Entre los títulos a los que acabo de referirme, estaba la obra teatral titulada ‘Las Manos sucias’. Llevé al libro al café de la tarde, una vez leído, anotado y subrayado, sabía que mis observaciones allí escritas condicionaban la lectura de quien se pusiese a la tarea a continuación. Pero habíamos quedado en comentarlo, tras las lecturas de cada cual, y coincidimos no sólo en la extrema dureza de lo que sucedía sobre las supuestas tablas teatrales, sino también en el hecho de que la ortodoxia del partido que encarnaba uno de los personajes no salía muy bien parada, intenciones aparte del autor.
En otra ocasión, en ese café previo a la cena, entre las 8 y media y las diez de la noche, llevé también un libro publicado por Alianza Editorial, que reproducía las intervenciones de una serie de filósofos de la segunda mitad del siglo XX acerca de Kierkegaard. Entre las mencionadas intervenciones, destacaban Sartre y Marcel, por cierto, este último hacía mención, en términos muy elogiosos, a Miguel de Unamuno, a quien consideraba no sólo seguidor del pensador danés, sino también un destacado representante del existencialismo.
En otra ocasión, llevé la revista ‘Nuevo índice’, que versaba especialmente sobre literatura. Había una reseña demoledora sobre un libro de relatos de un personaje asturiano que, hasta donde sé, no volvió a incurrir en publicaciones literarias.
Cafetería del Hotel Ramiro I. También la frecuenté, aunque algo menos, en la década de los noventa. El tono seguía siendo el mismo, sosegado.

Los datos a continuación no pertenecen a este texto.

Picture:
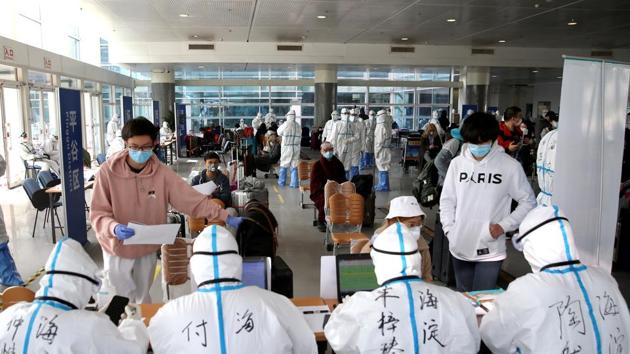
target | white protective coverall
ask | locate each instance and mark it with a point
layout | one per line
(368, 145)
(291, 133)
(270, 118)
(224, 316)
(405, 314)
(334, 117)
(342, 137)
(112, 127)
(55, 321)
(563, 306)
(257, 121)
(357, 145)
(382, 152)
(546, 166)
(30, 154)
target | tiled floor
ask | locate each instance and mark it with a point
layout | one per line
(300, 244)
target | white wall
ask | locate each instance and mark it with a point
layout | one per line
(56, 22)
(548, 92)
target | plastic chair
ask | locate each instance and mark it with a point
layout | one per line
(15, 294)
(41, 202)
(30, 170)
(175, 260)
(346, 212)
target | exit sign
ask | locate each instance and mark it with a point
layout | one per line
(9, 54)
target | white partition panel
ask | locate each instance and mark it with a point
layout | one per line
(589, 152)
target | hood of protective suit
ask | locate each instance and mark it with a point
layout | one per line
(381, 116)
(395, 254)
(68, 256)
(549, 243)
(215, 256)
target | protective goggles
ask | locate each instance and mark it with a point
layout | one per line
(517, 238)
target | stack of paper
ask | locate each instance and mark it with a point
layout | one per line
(152, 234)
(315, 316)
(205, 188)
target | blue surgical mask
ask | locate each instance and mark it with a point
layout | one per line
(140, 156)
(479, 151)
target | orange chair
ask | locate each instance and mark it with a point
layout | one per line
(175, 260)
(346, 213)
(15, 294)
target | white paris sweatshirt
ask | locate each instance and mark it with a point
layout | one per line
(479, 193)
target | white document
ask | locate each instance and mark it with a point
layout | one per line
(205, 188)
(314, 316)
(328, 277)
(152, 234)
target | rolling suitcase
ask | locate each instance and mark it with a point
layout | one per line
(281, 277)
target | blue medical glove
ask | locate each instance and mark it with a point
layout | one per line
(233, 221)
(122, 232)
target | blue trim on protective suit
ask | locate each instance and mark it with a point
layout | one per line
(31, 321)
(412, 311)
(54, 304)
(217, 290)
(587, 299)
(222, 287)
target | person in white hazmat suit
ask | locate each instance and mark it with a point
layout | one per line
(291, 133)
(405, 314)
(270, 118)
(224, 316)
(357, 145)
(112, 127)
(55, 321)
(382, 152)
(326, 134)
(343, 137)
(564, 306)
(367, 160)
(165, 131)
(546, 166)
(257, 121)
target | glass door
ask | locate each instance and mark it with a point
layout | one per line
(12, 128)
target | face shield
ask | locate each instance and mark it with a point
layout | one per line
(395, 254)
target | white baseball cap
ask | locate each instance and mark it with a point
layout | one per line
(404, 207)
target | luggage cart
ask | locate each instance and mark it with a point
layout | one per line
(412, 154)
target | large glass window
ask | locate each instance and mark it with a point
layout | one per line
(232, 103)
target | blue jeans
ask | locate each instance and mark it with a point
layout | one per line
(472, 276)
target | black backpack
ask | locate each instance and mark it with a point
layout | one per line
(425, 186)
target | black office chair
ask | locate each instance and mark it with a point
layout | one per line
(30, 170)
(39, 199)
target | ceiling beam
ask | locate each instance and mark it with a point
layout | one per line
(405, 8)
(252, 16)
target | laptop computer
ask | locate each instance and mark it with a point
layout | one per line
(257, 272)
(355, 272)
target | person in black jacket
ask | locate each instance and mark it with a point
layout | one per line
(328, 167)
(212, 173)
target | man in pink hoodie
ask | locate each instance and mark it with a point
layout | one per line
(134, 186)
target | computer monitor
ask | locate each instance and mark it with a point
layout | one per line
(257, 272)
(355, 272)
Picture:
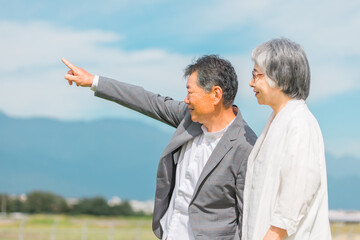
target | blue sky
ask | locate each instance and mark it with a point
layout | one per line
(149, 43)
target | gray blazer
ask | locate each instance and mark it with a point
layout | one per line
(215, 210)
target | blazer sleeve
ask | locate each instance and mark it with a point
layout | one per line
(164, 109)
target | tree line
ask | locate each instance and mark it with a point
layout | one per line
(47, 202)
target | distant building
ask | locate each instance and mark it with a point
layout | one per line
(344, 216)
(146, 206)
(114, 201)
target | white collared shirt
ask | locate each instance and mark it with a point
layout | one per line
(192, 159)
(286, 184)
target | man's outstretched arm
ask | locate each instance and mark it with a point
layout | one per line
(153, 105)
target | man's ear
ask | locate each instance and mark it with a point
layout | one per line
(217, 91)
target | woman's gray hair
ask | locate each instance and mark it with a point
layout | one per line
(215, 71)
(285, 65)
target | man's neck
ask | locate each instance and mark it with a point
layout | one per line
(220, 120)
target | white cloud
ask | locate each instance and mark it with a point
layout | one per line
(328, 31)
(31, 72)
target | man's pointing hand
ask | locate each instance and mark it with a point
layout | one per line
(78, 75)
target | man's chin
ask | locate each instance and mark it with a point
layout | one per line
(193, 118)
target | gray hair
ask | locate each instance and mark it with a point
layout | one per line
(285, 65)
(214, 71)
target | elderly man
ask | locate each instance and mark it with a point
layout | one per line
(201, 173)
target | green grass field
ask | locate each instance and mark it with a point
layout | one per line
(62, 227)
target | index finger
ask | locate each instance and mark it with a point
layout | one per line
(68, 64)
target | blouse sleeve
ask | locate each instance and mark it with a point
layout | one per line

Al recordar el establecimiento del que vengo hablando, no dejo de ser consciente de la enorme importancia que tienen en nuestras vidas esas cafeterías y esos cafés en los que fuimos poniendo en común, charla a charla, nuestros puntos de vista sobre lo que acontecía, nuestras lecturas y también nuestras vivencias que, andando el tiempo, terminaron por ser decisivas.
En la cafetería del Hotel Ramiro I nos sentíamos como en casa, en una especie de prolongación de esas conversaciones que iban bullendo en nuestra mente hasta el momento en el que dábamos rienda suelta a todo aquello. En el caso que nos ocupa, con serenidad, con esa placidez de los atardeceres, aunque la hora rara vez coincidía.